Tuesday, August 23, 2016

My Experience with Body Shaming

Let me start by stating the obvious, all women are beautiful with their varying forms.  Our individual physical appearance and style is part of a larger package that makes each of us unique and interesting. Let's face it, if every one of us met the same beauty standard then none of us would be remarkable.

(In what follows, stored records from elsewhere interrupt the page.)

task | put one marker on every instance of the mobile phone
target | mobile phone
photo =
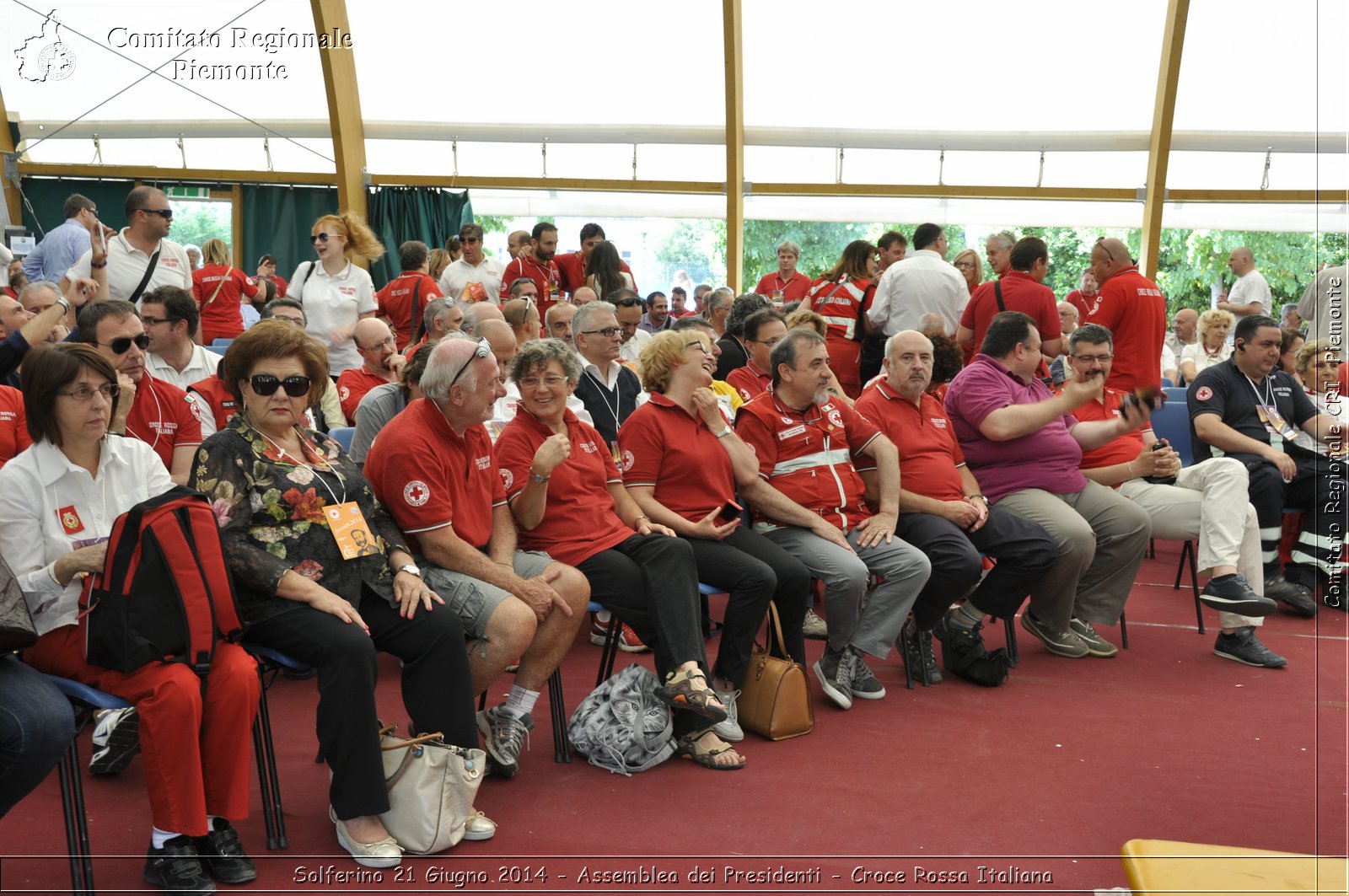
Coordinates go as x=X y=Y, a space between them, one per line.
x=730 y=510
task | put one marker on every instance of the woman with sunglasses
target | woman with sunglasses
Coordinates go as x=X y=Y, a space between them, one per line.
x=312 y=590
x=683 y=463
x=568 y=500
x=335 y=292
x=58 y=503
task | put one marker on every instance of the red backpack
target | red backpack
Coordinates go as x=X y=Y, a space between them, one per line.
x=165 y=590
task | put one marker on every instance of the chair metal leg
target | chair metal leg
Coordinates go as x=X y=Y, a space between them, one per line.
x=76 y=824
x=562 y=745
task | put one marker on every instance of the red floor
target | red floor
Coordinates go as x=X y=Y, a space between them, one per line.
x=1045 y=776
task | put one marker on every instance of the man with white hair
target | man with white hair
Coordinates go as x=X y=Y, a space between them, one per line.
x=435 y=471
x=787 y=283
x=381 y=363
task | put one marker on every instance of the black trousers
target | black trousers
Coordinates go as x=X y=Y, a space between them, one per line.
x=1319 y=490
x=651 y=583
x=1023 y=550
x=438 y=687
x=753 y=571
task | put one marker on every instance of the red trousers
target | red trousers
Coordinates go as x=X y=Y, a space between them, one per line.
x=196 y=750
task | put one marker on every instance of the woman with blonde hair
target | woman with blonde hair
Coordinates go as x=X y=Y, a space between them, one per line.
x=1211 y=348
x=335 y=292
x=219 y=289
x=971 y=269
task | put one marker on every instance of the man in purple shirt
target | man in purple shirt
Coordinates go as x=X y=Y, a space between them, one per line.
x=1024 y=446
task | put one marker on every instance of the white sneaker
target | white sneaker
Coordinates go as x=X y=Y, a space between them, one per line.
x=116 y=740
x=730 y=729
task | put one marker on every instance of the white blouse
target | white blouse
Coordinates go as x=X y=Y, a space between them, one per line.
x=49 y=507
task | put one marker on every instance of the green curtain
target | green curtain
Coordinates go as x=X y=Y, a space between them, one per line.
x=47 y=196
x=401 y=213
x=277 y=222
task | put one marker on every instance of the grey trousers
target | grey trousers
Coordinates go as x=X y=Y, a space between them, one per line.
x=901 y=567
x=1101 y=536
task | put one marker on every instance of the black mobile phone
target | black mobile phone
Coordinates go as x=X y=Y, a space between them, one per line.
x=730 y=510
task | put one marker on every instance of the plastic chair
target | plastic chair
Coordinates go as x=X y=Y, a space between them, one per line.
x=343 y=435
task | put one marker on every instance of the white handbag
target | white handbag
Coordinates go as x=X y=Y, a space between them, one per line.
x=432 y=787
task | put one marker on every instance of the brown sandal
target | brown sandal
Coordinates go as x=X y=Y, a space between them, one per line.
x=688 y=691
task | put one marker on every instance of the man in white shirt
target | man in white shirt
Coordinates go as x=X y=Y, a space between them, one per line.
x=922 y=282
x=1251 y=293
x=121 y=269
x=474 y=276
x=170 y=319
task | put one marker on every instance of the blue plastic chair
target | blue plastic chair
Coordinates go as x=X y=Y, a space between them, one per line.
x=343 y=435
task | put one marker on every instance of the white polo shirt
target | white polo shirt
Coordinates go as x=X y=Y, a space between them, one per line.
x=334 y=303
x=460 y=274
x=127 y=265
x=202 y=365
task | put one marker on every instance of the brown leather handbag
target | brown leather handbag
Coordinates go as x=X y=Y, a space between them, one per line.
x=776 y=693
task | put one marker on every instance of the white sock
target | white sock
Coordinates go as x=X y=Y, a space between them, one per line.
x=519 y=702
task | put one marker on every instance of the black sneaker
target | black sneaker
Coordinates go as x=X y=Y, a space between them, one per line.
x=223 y=856
x=175 y=868
x=1295 y=595
x=1232 y=593
x=1244 y=647
x=834 y=669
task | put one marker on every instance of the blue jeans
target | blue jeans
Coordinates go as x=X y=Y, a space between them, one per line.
x=35 y=727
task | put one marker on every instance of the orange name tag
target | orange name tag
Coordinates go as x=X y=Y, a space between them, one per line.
x=350 y=530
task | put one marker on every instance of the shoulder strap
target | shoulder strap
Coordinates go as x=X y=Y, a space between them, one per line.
x=145 y=281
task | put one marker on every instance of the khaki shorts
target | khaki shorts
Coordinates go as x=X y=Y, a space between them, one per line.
x=476 y=601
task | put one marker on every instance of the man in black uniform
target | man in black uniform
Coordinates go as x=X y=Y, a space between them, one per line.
x=1248 y=409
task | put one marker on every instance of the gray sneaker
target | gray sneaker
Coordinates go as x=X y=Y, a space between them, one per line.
x=1096 y=644
x=834 y=669
x=728 y=729
x=1244 y=647
x=503 y=734
x=1058 y=642
x=815 y=626
x=865 y=684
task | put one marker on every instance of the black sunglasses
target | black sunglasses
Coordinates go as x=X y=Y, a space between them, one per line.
x=266 y=385
x=482 y=351
x=121 y=345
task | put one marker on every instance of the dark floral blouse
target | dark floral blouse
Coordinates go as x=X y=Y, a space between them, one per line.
x=271 y=518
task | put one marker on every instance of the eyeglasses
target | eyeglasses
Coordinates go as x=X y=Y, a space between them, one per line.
x=84 y=393
x=266 y=385
x=482 y=351
x=121 y=345
x=532 y=382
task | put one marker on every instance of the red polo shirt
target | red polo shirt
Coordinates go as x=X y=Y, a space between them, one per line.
x=546 y=276
x=809 y=456
x=571 y=270
x=395 y=303
x=784 y=290
x=580 y=518
x=352 y=386
x=429 y=478
x=13 y=424
x=749 y=381
x=1133 y=309
x=164 y=417
x=665 y=447
x=930 y=455
x=1119 y=449
x=222 y=401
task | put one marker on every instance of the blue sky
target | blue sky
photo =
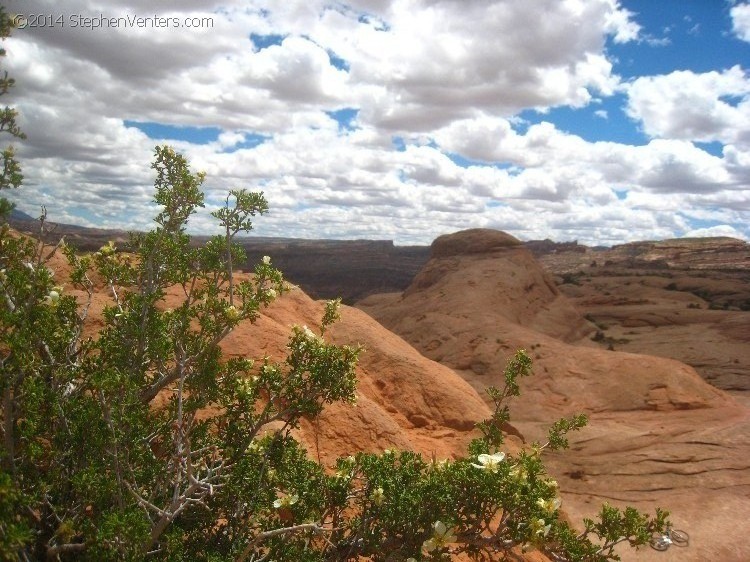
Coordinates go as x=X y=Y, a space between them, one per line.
x=595 y=120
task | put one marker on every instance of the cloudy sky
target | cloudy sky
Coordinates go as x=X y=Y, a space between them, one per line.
x=597 y=120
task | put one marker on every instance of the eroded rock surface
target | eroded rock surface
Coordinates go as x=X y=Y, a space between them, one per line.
x=659 y=434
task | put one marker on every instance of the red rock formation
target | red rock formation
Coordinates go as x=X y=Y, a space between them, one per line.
x=659 y=435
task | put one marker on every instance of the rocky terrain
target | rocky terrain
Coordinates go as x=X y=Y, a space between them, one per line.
x=659 y=434
x=687 y=299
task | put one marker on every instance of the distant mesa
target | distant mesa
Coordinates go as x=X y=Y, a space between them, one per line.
x=472 y=241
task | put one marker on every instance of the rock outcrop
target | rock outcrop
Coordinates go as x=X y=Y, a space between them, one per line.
x=659 y=434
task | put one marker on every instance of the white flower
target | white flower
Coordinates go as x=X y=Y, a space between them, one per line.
x=52 y=298
x=378 y=497
x=285 y=501
x=490 y=462
x=549 y=506
x=518 y=473
x=539 y=528
x=441 y=535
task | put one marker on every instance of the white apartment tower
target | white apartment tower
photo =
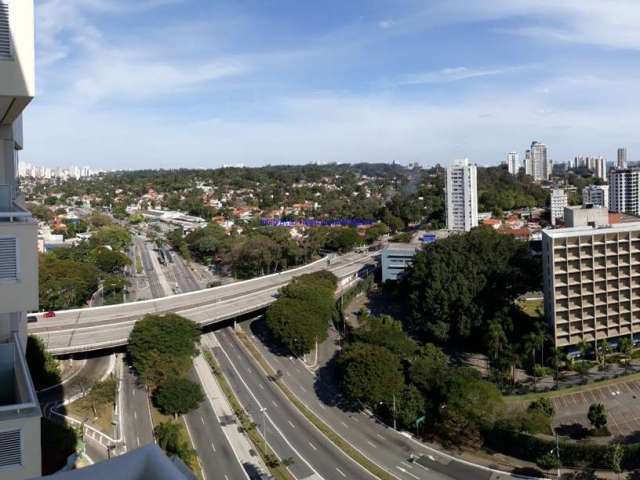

HERE COMES MY RANT - If a woman is comfortable wearing clothing that accentuates or displays a certain part of her body then that is her decision to make. As long as she is respectful of the general public and her environment, then she should be fine with wearing things that accentuate the things she believes make her more appealing and attractive. On the other hand, if you are the type of person who feels the need to complain about a display of shoulders, cleavage, legs, or butt, perhaps you need to address your own underlying issue.  Maybe you have insecurity issues and it makes you feel better about yourself to belittle others (by the way, that's called bullying).  Maybe you used to be a hottie and thirty years later you no longer see that sexy reflection in the mirror so the little green monster of jealousy takes hold now and then.  Then again, maybe you are just an ugly person inside with a soul that belies your outward appearance.

My rant has a lot to do with my adventure at a Ren Faire this past weekend. While the Faire itself was a lot of fun I cannot help but feel the levity of the weekend was overshadowed by an incident in which I felt body shamed because my pirate gear is a bit provocative…OK,  OK, truth is it involves a corset which usually hoists the “girls” to my chin. 

Implying that another woman needs to “rethink her wardrobe choices” because it does not confirm to your personal standard is a form of body shaming!  What a woman chooses to wear tells you nothing about her character, her life history, or what she has hidden deep in the closet of her anxieties.  Monday can be sexy & fitted, Tuesday classic & conservative, Wednesday trendy & fun…the choice is hers!

Here’s a quick newsflash…I am very happy with myself and my appearance.  I am a 45 year old woman who feels comfortable putting my body in pinup attire, pirate gear, and cosplay.  This is the body God gave me and at this point in my life I have no complaints and, for the most part, the public I encounter seems to appreciate it.  But to those who would seek to make me feel bad because I am proud of my appearance, do not assume to know anything about my past journey and how I have come to be where I am.  There was a time in my life that I was NOT comfortable in my own skin.  I have lived through a time when my skin made me feel like a monster.  When people stared, pointed and even harassed me based on my outward appearance.  During that time nothing ever showed! I would not even wear short sleeves.  A lot has changed but I still feel the painful sting of that period of my life.



 
I emerged on the other side of my personal "dark ages" with the ability to see other women who are battling with their own imperfections and the struggle they go through to feel whole.  That struggle, no matter the reason, is the underlying purpose for which I created The Memphettes Social Society, a place where women can meet and interact and not feel judged.




Yes, this incident bothered me.  I let it get under my skin and fester.  Partly because my goal for The Memphettes is to encourage other women to feel empowered by their uniqueness and partly because it made me feel embarrassed about my own appearance. Don't let what others think about you bother you, right?  I wish it was that easy.  Even on my strongest days my long buried self-loathing can rear up like a monster if it hears the right words. But I have to put it down, repeatedly slaying my own dragons, I guess.  To be the target of the very thing I am working to help other women overcome is more of a heartbreak than it is a down right insult.  We all owe it to one another, not only as women but as humans, to think before we speak.  We have no shields or armor that can deflect the arrows of unkind words and the damage they are intended to inflict.  Never assume you know someone's story or anything about them based on what they wore out of the house today.  And most of all, remember what mama always said “if you can’t say something nice keep your damn mouth closed!”